The archaeological evidence is sketchy, but the first pussy hat was probably knitted by Circe. Among nasty women, the witch of Aeaea has held a place of prominence since Homer first sang of her wiles. For most of us, that was a long time ago — 700 B.C. or freshman English — but popular interest in “The Odyssey” picked up last fall when Emily Wilson published the first English translation by a woman. Wilson, a classicist at the University of Pennsylvania, described Circe as “the goddess who speaks in human tongues” and reminded us that what makes this enchantress particularly dangerous is that she is as beautiful as she is powerful.

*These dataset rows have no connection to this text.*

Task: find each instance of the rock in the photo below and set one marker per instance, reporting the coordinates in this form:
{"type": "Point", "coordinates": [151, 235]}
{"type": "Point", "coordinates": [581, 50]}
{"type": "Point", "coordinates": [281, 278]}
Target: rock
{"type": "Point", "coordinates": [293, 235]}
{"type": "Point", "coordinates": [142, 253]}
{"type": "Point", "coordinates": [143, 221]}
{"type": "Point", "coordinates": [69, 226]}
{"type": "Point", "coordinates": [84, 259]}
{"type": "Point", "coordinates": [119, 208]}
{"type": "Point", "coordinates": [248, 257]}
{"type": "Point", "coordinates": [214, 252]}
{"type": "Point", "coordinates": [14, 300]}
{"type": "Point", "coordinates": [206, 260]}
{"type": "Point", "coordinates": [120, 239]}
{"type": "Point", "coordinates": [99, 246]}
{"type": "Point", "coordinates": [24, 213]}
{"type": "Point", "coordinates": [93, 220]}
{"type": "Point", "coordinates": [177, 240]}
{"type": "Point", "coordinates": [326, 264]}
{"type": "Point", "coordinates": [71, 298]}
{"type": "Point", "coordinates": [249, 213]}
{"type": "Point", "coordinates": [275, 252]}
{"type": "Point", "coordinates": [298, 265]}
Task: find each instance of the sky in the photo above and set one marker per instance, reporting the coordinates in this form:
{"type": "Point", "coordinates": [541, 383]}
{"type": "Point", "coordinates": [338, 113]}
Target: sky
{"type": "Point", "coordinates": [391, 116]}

That combination of qualities has excited male desire and dread at least since Athena sprang from the head of Zeus. On papyrus or Twitter, from Olympus to Hollywood, we have a roster of handy slurs and strategies to keep women caught between Scylla and Charybdis: either frigid or slutty, unnaturally masculine or preternaturally sexless, Lady Macbeth or Mother Mary.
Now, into that ancient battle — reinvigorated in our own era by the #MeToo movement — comes an absorbing new novel by Madeline Miller called “Circe.” In his 1726 translation of “The Odyssey,” Alexander Pope claimed that Circe possessed an “adamantine heart,” but Miller finds the goddess’s affections wounded, complicated and capable of extraordinary sympathy. And to anyone who thinks that women can be shamed into silence, this witch has just one thing to say: “That’ll do, pig.”